Like Johnny Cash, I’ve been everywhere man, I’ve been everywhere. As an Army “brat” until my junior year of college, I moved around a lot. In fact, growing up my only constant was change, including dying friendships every summer and new ones in the fall to living in different cultures, including the Deep South, Great Plains, Louisiana Bayou, and the Last Frontier. With all of these moves to different bases came nine different homes and seven different school systems all before graduating from high school.
When you go to as many different schools as I did growing up, you see schools that run the gamut. Even as a kid, I could tell the differences between learning environments. Some of my schools had everything needed to create a great atmosphere for me to learn. My school for fifth grade was one of the first schools in the country to have a smart board and my high school was in one of the highest rated school systems in the state of Georgia. However, others were not so great. In fact, my school in Louisiana for second and third grade was so poor and ill-funded, it didn’t have walls for the classrooms. We used regular bookshelves to divide classrooms from each other. Want to talk about a distracting learning environment? Imagine hearing the teacher in the other “room” giving their Spanish lesson over the bookshelf at the same time you’re trying to listen to your teacher teach multiplication.

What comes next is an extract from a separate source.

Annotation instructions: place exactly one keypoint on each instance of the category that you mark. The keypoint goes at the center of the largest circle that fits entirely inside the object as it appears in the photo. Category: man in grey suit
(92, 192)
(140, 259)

Dealing with the constant change of moving and disparity of schools is why school choice would be so beneficial for and remains popular amongst military families. As my colleague has previously pointed out, school choice—and particularly ESAs—would allow military families the opportunity to provide the schooling for their children that best matches the military lifestyle.

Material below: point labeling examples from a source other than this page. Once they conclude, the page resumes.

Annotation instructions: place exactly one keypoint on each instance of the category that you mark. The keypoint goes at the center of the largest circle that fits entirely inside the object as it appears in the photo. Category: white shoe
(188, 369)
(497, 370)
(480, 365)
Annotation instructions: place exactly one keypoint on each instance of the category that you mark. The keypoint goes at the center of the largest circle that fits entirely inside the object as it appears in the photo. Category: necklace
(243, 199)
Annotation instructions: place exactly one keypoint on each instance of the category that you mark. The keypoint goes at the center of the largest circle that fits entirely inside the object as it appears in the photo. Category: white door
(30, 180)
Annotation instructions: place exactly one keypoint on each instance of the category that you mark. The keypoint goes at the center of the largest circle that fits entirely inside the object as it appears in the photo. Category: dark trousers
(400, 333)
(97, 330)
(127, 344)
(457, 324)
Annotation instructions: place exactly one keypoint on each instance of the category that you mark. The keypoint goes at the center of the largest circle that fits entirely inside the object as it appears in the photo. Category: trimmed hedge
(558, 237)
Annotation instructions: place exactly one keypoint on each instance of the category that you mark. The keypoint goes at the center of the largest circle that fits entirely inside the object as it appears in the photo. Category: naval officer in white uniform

However, there is a flip side to this issue. While it’s true a military family might have apprehension about the schools at their next assignment, they might be relieved in that they get to move from an underperforming school system to a new base at the expense of the U.S. military with a job already lined up. For most Americans, unless you’re fortunate enough to be able to afford private school, the only way to put your child in a new school that better suits their needs is to move, which comes at a big risk. Usually, it means leaving your community and maybe even your job. And that’s assuming one can afford the costs of moving and finding a new place to live.
This is why here at Beacon we’re so passionate about school choice and ESAs, because true choice gives every parent the opportunity to give their children the unique education that they deserve. As someone who has personally experienced the range that different schools have to offer, this National School Choice Week, let’s focus on spreading real education opportunity to all Tennesseans.